I reckon that with a bit of lateral
thinking I should be able to provide the necessary veg for a Christmas feast,
even if it does mean bartering with allotment owners or farmers. The next thing I need to figure out is fruit.
Monday, 26 December 2011
The Challenge
I love watching Hugh
Fearnley-Whittingstall’s River Cottage television programmes, as I want to have
his life. I want to have a farm of my
own, bomb around the countryside in an old Land Rover, keep animals for the
slaughter, grow vegetables, forage from hedgerows and cook all of this lovely
native produce in my big farmhouse kitchen.
The lives most of us have, make such an apparently
idyllic existence impossible. I have to
work day to day running a wine shop so I can’t spend every day out in the
countryside looking for wild food. I do
live in a picture postcard cottage overlooking the sea (the damp and lack of
central heating is the pain for the pleasure of a nice view), but aside from a
small, yard-wide strip of flowerbed in front of my house, I don’t have anywhere
to plant veggies, so can’t grow anything.
I also doubt that my landlady would be too enamored with me if I dug up
the Fuschia and put down some carrots, so growing in the flowerbed (aside from
the odd herb) is out too. Even if I did have the space to raise some
chickens and a pig, I wouldn’t know the slightest thing about looking after
them and they would end up scrawny and tasteless.
I decided that, the furthest I could go
towards self sufficiency was to try and find some free food when I went on my
daily walk.
In the autumn of 2011, I decided to try and
embrace a little of the free food life and ventured into foraging with some
mixed results. My triumphs included one
harvest of chanterelle mushrooms from a place I found late in the season and
the discovery of some damson trees that netted a bumper crop that I turned into
delicious jam. My foray into rosehips
ended in disaster with my nighttime harvest turning out to be rotten, and a
plum jam batch that didn’t have enough pectin and failed to set properly. With this varied success, it is clear that I’m
not overly skilled in the art of foraging and cooking, so it makes the
challenge I have decided to set myself, all the more difficult…

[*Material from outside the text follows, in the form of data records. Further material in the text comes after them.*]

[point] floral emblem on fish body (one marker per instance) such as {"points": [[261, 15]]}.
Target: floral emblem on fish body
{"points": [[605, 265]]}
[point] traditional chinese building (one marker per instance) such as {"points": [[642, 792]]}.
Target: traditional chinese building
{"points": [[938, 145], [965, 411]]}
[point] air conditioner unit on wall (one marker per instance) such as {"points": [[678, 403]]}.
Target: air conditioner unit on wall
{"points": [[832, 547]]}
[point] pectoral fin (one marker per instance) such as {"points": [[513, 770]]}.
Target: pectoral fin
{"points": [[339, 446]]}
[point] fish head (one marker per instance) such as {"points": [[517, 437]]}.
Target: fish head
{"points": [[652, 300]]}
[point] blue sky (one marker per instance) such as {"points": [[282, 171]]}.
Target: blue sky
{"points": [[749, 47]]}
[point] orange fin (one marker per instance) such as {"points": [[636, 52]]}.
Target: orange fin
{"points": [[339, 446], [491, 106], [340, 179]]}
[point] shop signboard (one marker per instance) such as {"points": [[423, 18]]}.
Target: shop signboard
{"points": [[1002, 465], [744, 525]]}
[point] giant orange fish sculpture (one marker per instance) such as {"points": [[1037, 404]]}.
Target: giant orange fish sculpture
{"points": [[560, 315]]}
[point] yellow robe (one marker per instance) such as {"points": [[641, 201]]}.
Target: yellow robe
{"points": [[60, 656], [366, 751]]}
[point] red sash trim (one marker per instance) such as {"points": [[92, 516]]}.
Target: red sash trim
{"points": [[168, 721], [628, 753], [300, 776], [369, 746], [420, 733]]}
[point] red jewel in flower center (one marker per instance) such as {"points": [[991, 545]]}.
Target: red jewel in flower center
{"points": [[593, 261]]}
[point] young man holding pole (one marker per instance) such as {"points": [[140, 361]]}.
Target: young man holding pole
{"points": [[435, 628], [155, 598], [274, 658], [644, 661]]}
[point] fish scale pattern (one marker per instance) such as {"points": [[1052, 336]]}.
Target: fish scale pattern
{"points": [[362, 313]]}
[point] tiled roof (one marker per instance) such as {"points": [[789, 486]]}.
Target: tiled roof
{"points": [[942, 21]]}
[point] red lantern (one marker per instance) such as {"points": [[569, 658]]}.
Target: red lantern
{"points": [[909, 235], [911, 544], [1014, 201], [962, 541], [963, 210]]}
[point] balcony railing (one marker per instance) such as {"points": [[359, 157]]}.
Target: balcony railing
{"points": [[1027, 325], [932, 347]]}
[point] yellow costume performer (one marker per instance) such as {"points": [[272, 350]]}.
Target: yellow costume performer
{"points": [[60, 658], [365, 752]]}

A few days ago I went to a supermarket to
buy a selection of things for Christmas.
Nothing fancy as I was not hosting a Christmas dinner, it was simply
things like pickled onions, ingredients for a River Cottage Beetroot Tarte
Tatin, lemonade… the usual paraphernalia that you get into the house for Christmas
and rarely eat the rest of the year. The
bill came to £45 and that was simply for things that are accompaniments to the
main Christmas dinner. I realised, I’d
just wasted the best part of fifty quid.
I then read that the British public spend,
on average, one hundred and forty five pounds on Christmas dinner alone, and we
waste one fifth of that. We also spend,
on average, over £500 on presents every year, resulting in a average bill for
Christmas of nearly £650 per family. I
have decided that, for Christmas 2012, I will attempt to make a full Christmas
feast for 12 people, for the value of the food thrown in the bin – thirty
pounds – and provide presents for twenty pounds.
This will mean I have to hunt, find, grow
(where? I still haven’t a clue), barter or make everything in a traditional
Christmas Dinner and provide a
present for each guest for a tenth of what the average family spends every
Christmas.
This blog is my journey,
through embryonic stages of research, attempting test recipes, learning new crafts and skills, meeting experts who can help me and, hopefully, to the end result – a stressful Christmas Day
2012 making the Christmas dinner that cost me nothing. I hope you can join me on this journey.